▲AMD's CDNA 4 Architecture Announcementchipsandcheese.com

160 points by rbanffy 20 hours ago | 31 comments

jauntywundrkind 19 hours ago [-]

Faster small matrix, for AI. Yup, that seems like good fit for what folks want.

Supercharging the Local Data Share (LDS) that's shared by threads is really cool to hear about. 64 -> 160KB size. Writes into LDS go from 32B max to 128B, increasing throughout. Transposes, to help get the data in the right shape for its next use.

Really really curious to see what the UDNA unified next gen architectures look like, if they really stick to merging Compute and Radeon CDNA and RDNA, as promised. If consumers end up getting multi-die compute solutions that would be neat & also intimidatingly hard (lots of energy spent keeping bits in sync across cores/coherency). After Navi 4X ended up having its flagship cancelled way back now, been wondering. I sort of expect that this won't scale as nicely as Epyc being a bunch of Ryzen dies. https://wccftech.com/amd-enthusiast-radeon-rx-8000-gpus-alle...

robjeiter 19 hours ago [-]

When looking at inference is AMD already on par with Nvidia?

moondistance 18 hours ago [-]

Yes, for many applications.

Meta, OpenAI, Crusoe, and xAI recently announced large purchases of MI300 chips for inference.

MI400, which will be available next year, also looks to be at least on par with Nvidia's roadmap.

moondistance 18 hours ago [-]

(this is also why AMD popped 10% at open yesterday - this is a new development and talks from their 2025 "Advancing AI" event were published late last week + over the weekend)

christkv 18 hours ago [-]

Is the software stack still lacking?

OneDeuxTriSeiGo 18 hours ago [-]

Yeah it's still a few years behind but it's getting better.

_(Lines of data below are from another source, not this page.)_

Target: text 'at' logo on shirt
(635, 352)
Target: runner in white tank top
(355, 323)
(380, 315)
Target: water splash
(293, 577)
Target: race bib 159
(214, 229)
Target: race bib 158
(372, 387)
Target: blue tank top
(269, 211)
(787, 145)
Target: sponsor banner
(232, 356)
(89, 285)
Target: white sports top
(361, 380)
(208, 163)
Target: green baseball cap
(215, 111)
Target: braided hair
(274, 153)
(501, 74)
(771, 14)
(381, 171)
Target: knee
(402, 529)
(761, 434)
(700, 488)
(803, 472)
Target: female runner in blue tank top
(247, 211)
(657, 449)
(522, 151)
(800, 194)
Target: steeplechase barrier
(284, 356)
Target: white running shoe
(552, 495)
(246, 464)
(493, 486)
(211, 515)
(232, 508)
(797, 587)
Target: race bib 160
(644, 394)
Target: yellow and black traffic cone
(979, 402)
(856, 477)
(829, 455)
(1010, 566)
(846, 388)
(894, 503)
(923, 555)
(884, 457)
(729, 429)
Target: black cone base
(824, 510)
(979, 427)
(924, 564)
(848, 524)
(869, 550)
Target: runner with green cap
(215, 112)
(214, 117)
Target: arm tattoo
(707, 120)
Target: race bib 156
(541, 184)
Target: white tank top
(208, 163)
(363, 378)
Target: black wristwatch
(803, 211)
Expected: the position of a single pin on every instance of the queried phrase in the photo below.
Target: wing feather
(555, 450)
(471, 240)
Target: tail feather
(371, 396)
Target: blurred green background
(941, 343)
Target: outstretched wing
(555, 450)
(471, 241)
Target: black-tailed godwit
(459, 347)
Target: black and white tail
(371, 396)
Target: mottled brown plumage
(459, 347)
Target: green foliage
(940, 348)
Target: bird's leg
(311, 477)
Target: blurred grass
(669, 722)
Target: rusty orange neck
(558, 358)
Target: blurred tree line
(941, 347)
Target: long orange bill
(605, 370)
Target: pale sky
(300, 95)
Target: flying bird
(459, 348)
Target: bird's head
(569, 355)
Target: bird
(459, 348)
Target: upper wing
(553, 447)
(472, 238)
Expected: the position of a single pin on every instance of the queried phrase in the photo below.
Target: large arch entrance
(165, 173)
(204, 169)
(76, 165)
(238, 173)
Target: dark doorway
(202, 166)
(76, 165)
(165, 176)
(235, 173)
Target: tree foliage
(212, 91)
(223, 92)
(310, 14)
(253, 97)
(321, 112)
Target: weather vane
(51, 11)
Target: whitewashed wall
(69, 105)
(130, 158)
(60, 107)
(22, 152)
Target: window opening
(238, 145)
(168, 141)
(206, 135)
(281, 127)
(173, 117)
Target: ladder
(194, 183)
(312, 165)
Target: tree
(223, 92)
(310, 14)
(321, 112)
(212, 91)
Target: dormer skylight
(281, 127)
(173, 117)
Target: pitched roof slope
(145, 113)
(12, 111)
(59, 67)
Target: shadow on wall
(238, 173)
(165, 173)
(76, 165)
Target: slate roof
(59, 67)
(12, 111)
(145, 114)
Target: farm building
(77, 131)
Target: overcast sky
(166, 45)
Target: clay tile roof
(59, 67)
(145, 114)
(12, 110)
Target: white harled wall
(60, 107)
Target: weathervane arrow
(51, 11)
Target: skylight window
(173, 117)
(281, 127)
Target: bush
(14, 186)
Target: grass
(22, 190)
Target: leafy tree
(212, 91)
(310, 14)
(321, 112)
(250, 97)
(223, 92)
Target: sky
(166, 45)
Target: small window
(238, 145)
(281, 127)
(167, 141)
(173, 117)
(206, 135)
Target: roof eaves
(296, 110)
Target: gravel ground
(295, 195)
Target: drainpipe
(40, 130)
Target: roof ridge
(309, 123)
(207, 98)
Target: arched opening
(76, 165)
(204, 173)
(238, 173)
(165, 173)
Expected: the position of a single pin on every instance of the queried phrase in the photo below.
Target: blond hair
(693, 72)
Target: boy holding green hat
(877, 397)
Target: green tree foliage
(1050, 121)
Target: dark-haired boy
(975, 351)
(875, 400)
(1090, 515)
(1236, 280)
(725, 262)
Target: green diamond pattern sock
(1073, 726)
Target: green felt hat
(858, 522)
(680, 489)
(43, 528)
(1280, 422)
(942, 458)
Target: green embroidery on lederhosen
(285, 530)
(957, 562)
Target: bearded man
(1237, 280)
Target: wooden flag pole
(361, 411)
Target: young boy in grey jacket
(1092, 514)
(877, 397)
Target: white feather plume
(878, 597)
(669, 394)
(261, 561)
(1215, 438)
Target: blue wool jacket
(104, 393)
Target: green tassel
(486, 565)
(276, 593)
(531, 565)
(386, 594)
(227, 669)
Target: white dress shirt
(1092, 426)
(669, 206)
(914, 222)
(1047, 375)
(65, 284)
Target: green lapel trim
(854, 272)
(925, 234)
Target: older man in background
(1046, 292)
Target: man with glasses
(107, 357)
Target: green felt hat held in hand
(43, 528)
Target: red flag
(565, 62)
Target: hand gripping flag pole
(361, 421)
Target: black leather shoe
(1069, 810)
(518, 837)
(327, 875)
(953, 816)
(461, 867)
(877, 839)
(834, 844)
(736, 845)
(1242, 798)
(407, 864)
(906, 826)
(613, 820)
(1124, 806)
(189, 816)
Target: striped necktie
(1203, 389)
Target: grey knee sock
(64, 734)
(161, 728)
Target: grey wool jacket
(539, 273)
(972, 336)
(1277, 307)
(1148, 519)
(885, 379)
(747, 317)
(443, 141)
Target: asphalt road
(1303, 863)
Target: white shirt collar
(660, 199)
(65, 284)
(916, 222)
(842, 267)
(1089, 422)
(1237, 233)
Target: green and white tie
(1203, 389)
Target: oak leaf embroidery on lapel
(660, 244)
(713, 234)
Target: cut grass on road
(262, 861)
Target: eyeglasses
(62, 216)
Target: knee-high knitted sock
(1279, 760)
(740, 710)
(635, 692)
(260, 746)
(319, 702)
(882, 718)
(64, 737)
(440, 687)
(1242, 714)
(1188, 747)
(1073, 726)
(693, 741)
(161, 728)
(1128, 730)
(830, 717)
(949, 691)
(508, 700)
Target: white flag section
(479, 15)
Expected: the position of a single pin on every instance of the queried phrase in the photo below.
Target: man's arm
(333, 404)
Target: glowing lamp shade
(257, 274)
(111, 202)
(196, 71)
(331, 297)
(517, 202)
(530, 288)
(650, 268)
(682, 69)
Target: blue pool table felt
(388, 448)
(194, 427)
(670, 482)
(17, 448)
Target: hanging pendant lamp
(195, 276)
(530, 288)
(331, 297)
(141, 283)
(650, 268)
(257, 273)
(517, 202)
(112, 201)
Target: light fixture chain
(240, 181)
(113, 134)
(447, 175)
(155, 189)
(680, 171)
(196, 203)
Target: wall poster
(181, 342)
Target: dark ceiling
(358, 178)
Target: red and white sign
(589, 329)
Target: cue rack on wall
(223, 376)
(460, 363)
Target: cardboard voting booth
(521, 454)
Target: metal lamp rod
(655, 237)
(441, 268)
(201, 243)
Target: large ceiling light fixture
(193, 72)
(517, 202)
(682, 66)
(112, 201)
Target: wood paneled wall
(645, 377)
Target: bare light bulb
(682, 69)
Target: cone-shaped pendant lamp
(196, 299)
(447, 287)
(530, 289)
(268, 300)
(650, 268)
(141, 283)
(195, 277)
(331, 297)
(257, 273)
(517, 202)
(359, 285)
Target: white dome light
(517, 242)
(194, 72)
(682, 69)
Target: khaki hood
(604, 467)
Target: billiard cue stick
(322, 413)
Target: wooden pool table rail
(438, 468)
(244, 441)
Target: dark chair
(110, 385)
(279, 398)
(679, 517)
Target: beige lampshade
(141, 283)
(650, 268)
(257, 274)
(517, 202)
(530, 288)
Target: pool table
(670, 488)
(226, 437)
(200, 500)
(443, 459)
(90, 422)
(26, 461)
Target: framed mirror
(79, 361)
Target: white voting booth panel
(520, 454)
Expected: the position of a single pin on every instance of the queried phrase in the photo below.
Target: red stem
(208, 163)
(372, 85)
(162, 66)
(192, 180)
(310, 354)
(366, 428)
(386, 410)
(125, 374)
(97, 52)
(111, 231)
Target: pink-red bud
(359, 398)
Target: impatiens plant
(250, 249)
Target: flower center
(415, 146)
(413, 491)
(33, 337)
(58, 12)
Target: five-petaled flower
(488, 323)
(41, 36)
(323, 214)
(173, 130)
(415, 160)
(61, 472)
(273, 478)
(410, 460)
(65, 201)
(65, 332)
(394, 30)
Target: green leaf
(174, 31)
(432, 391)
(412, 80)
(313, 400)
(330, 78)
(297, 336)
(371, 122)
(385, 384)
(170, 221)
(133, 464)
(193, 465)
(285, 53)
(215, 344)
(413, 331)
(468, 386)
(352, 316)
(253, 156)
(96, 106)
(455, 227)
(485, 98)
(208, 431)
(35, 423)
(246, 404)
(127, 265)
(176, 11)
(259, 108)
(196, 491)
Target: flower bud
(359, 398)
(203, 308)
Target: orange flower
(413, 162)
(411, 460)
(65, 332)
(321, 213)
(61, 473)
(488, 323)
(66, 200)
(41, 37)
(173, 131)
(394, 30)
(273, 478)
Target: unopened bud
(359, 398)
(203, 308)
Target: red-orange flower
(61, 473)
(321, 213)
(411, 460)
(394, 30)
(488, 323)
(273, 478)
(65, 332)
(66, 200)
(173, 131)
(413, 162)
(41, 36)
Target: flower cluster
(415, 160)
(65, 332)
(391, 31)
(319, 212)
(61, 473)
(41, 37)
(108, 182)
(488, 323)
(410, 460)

They are hiring software and tooling engineers like crazy. I keep tabs on some of the job slots companies have in our area and every time I check AMD they always have tons of new slots for software, firmware, and tooling (and this has been the case for ~3 years now).

They've been playing catch up after "the bad old days" when they had to let a bunch of people go to avoid going under but it looks like they are catching back up to speed. Now it's just a matter of giving all those new engineers a few years to get their software world in order.

storus 17 hours ago [-]

They pay hardware rates to software engineers (principal engineer at the salary level of a decent fresh graduate) so I won't be too optimistic about them attracting software people that would propel them forward.

OneDeuxTriSeiGo 17 hours ago [-]

At least where I live (very much not west coast), their SW and HW rates are at or above what we normally see in this area.

latchkey 16 hours ago [-]

Stock is undervalued. If you get in now and it pops over the next few years, it'll likely make up for lower compensation.

MegaButts 12 hours ago [-]

You don't need to work at AMD to buy their stock.

latchkey 12 hours ago [-]

True, but if you don’t have a job, where’s the money for buying stock coming from?

alemanek 11 hours ago [-]

If you are what AMD needs to catch up then you can just go work for NVidia for 3x the pay. This market sucks but top tier engineers in the niche they need are not a dime a dozen.

latchkey 9 hours ago [-]

It isn't always about the money.

11 hours ago [-]

iszomer 11 hours ago [-]

We're forbidden to trading our own stock anyway, SEC regulation on insider trading and all.

almostgotcaught 12 hours ago [-]

You're "talking your book".

varelse 16 hours ago [-]

[dead]

zombiwoof 11 hours ago [-]

They pay terrible and still have legacy old guard managers. If you try to innovate on software you should look elsewhere or really make sure your manager knows what’s what

martinald 14 hours ago [-]

FWIW for the first time in 2+ years I managed to compile llama.cpp with ROCm out of the box and run a model with no problems* on Linux (actually under WSL2 as well), with no weirdness or errors.

Every time I have tried this previously it has failed with some cryptic errors.

So from this very small test it has got way better recently.

*Did have problems enabling the WMMA extensions though. So not perfect yet.

halJordan 12 hours ago [-]

If this has been an issue for two years, then it's not rocm or llama.cpp problem.

martinald 2 hours ago [-]

Oh I'm sure you are right its operator error, but I'd always have some issue installing rocm and getting the paths right or something. This is the first time I've managed to install rocm following the commands exactly and then compile llama.cpp without having to adjust anything.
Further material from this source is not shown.